Nestle' Toll House Chocolate Chip Cookie recipe

Ingredients

  • 2 1/4 cups all-purpose flour
  • 1 teaspoon baking soda
  • 1 teaspoon salt
  • 1 cup (2 sticks) butter, softened
  • 3/4 cup granulated sugar
  • 3/4 cup packed brown sugar
  • 1 teaspoon vanilla extract
  • 2 large eggs
  • 2 cups (12-oz. pkg.) NESTLÉ® TOLL HOUSE® Semi-Sweet Chocolate Morsels
  • 1 cup chopped nuts
Mmmm....Good!

Directions

PREHEAT oven to 375° F.

COMBINE flour, baking soda and salt in small bowl. Beat butter, granulated sugar, brown sugar and vanilla extract in large mixer bowl until creamy. Add eggs, one at a time, beating well after each addition. Gradually beat in flour mixture. Stir in morsels and nuts. Drop by rounded tablespoon onto ungreased baking sheets.

BAKE for 9 to 11 minutes or until golden brown. Cool on baking sheets for 2 minutes; remove to wire racks to cool completely.

PAN COOKIE VARIATION: Grease 15 x 10-inch jelly-roll pan. Prepare dough as above. Spread into prepared pan. Bake for 20 to 25 minutes or until golden brown. Cool in pan on wire rack. Makes 4 dozen bars.

SLICE AND BAKE COOKIE VARIATION:
PREPARE
dough as above. Divide in half; wrap in waxed paper. Refrigerate for 1 hour or until firm. Shape each half into 15-inch log; wrap in wax paper. Refrigerate for 30 minutes.* Preheat oven to 375° F. Cut into 1/2-inch-thick slices; place on ungreased baking sheets. Bake for 8 to 10 minutes or until golden brown. Cool on baking sheets for 2 minutes; remove to wire racks to cool completely. Makes about 5 dozen cookies.
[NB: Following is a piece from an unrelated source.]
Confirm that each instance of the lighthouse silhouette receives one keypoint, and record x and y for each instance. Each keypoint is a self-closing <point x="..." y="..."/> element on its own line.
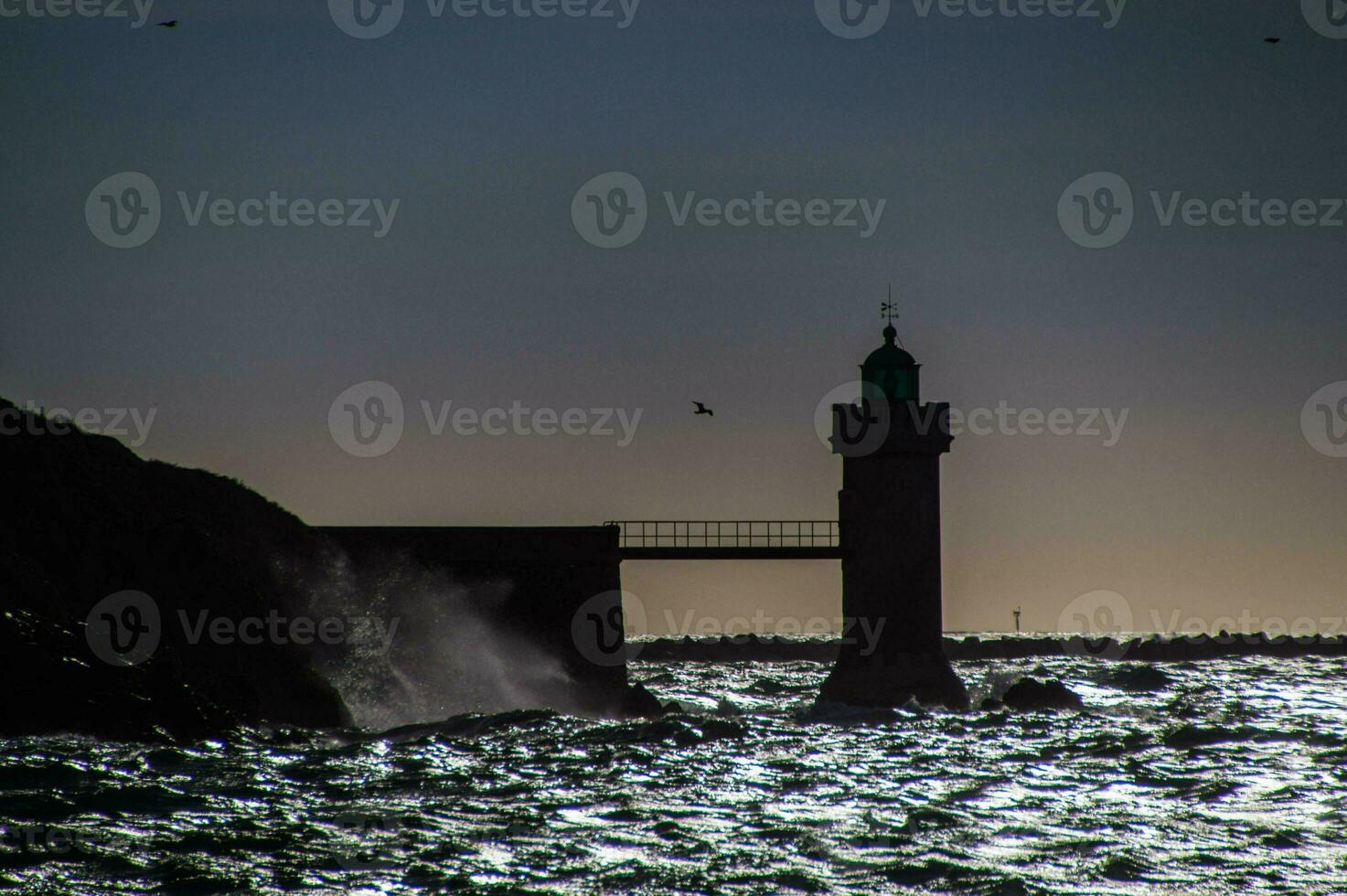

* May be stored in refrigerator for up to 1 week or in freezer for up to 8 weeks.

FOR HIGH ALTITUDE BAKING (5,200 feet): Increase flour to 2 1/2 cups. Add 2 teaspoons water with flour and reduce both granulated sugar and brown sugar to 2/3 cup each. Bake drop cookies for 8 to 10 minutes and pan cookie for 17 to 19 minutes.
The best cookies around...hands down!


This is one of the best choc chip recipes I have ever used!